Poniższe słowa, to moje dzisiejsze przemyślenia i wnioski, które wyciągnęłam, po obejrzeniu tego filmu:
Miłość towarzyszy człowiekowi zawsze, czy to do zwierzątka, do lasu, morza, ziemi- jednak największą miłością jest miłość do drugiego człowieka. Jeśli szczęśliwa, przyciąga szczęście również dla domowników. Jakże jednak nader często miłość bywa siłą niszczącą, siłą, która niczym rwąca, bezlitosna woda zmiata z powierzchni ziemi nasz dom, nasze marzenia i plany. Zakochany, pchany nieznaną siłą idzie niczym ćma za światłem i pozwala spalić się w jej ogniu. Nic, ani nikt nie jest w stanie go zatrzymać, tak być po prostu musi. Światło jest przecież potrzebne, by żyć. Co z tego, że czasem ślepo pędząc w jego kierunku, na końcu drogi okazuje się, że dalej nic już nie ma. Ogień spala zakochanego i tylko czysta woda jest w stanie ugasić ten płomień. Woda, która wcześniej zniszczyła wszystko, dla płonącego w ogniu, okazuje się tym razem ratunkiem. Ćma zamienia się w śnieżnobiałego motyla.
>>>>>>>>>>>>>>>>>>>>>>>>>>>>>
Dramat w trzech aktach Żeromskiego "Ponad śnieg bielszym się stanę"- wybrane fragmenty:
Scena przedstawia duży pokój w starym dworze na kresach wschodnich. Dostatnie meble, portiery, na ścianach obrazy. Z lewej strony wielka i szeroka szafa biblioteczna, pełna książek i manuskryptów. W głębi sceny duży, staroświecki komin z kamiennym obramowaniem. Z prawej strony komina drzwi, z lewej okno, zastawiane kwiatami. – Przy drzwiach stoi młynarz Joachim, człowiek starszy, chudy, dziobaty, mówiący krzykliwie. Ubrany jest w długie buty i szary drelich. W rękach obraca kaszkiet z daszkiem. Wincenty Rudomski, młodzieniec lat dwudziestu, jedyny syn dziedziczki dóbr Łuża, wysmukły, piękny, przechadza się niespokojnie, potrącając krzesła, raz w raz rozgarnia kwiaty i wygląda przez okno.

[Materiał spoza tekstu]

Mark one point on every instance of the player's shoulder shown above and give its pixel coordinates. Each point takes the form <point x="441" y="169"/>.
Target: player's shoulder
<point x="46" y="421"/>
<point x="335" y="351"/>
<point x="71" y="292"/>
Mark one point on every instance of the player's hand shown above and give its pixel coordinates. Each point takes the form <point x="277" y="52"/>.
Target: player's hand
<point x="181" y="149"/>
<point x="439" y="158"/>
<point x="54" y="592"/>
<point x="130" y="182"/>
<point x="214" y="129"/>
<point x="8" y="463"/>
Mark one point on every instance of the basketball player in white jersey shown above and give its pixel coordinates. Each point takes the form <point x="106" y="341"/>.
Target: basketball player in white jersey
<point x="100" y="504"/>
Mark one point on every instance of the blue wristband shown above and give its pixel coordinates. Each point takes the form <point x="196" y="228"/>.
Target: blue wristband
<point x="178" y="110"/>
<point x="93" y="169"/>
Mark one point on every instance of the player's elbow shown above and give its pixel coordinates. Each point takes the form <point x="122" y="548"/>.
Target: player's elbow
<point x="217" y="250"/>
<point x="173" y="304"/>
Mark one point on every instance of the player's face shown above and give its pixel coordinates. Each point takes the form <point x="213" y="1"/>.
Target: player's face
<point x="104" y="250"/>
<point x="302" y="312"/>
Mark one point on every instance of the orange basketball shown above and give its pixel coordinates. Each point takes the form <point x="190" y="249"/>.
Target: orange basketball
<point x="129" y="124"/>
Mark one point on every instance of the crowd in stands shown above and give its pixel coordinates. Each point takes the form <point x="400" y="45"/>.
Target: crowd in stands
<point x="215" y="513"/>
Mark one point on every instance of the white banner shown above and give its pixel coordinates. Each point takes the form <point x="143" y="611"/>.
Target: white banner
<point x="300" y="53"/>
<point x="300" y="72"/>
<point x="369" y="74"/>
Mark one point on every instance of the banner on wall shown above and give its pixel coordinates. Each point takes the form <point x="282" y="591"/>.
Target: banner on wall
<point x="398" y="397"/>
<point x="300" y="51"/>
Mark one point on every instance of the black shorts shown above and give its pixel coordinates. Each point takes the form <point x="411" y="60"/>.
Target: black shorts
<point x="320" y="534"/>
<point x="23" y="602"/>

Ja mam. Sama na ciebie w mej piersi karę. Za to, coś zrobił przeciwko mnie! Przeciwko matce! To ja cię hodowałam, kołysałam… Ja mam prawo! Za to, żeś poszedł na groblę ze zbrodnią w sercu, przeklinam! Bodaj ci te nogi, które cię tam poniosły, połamało i odjęło!
Pokuta – to środek wyjścia z potrzasku przez taką szczelinę, której by się nikt nie domyślił – gdy drzwi do wyjścia stoją otworem.
Pokój w Łuży, ten sam, co w akcie pierwszym. Jest półzmrok poranny. Wchodzą Helena Strzemieńczykówna i Joachim, prowadząc Wincentego. Ten jest wsparty na szczudle, lasce długiej z poprzecznym oparciem pod prawą pachą. Prawą nogę ma urwaną i prawą rękę urwaną aż do ramienia. Twarz jego jest z jednej strony poszarpana i pokryta bliznami, szwami i plamami. Wincenty ma na sobie resztki jakiegoś munduru oficerskiego, zniszczone i wyszarzane. Helena i Joachim przyprowadzają Wincentego do sofy, stojącej w pobliżu okna, i z ostrożnością umieszczają go na tej sofie.
Alboż to moja rola, moja ziemia? Wieki niezmierzone, straszliwe kataklizmy dziejowe przyrody ją tworzyły, a ja – żal się Boże!– nazywam te prace oceanów, powietrza, burz i deszczów, trzęsień ziemi i zmagań się skorupy globu – swoją własnością.
Jakże nędzne jest serce ludzkie! Nie ma w nim wierności psa, a jest zwierzęcy egoizm.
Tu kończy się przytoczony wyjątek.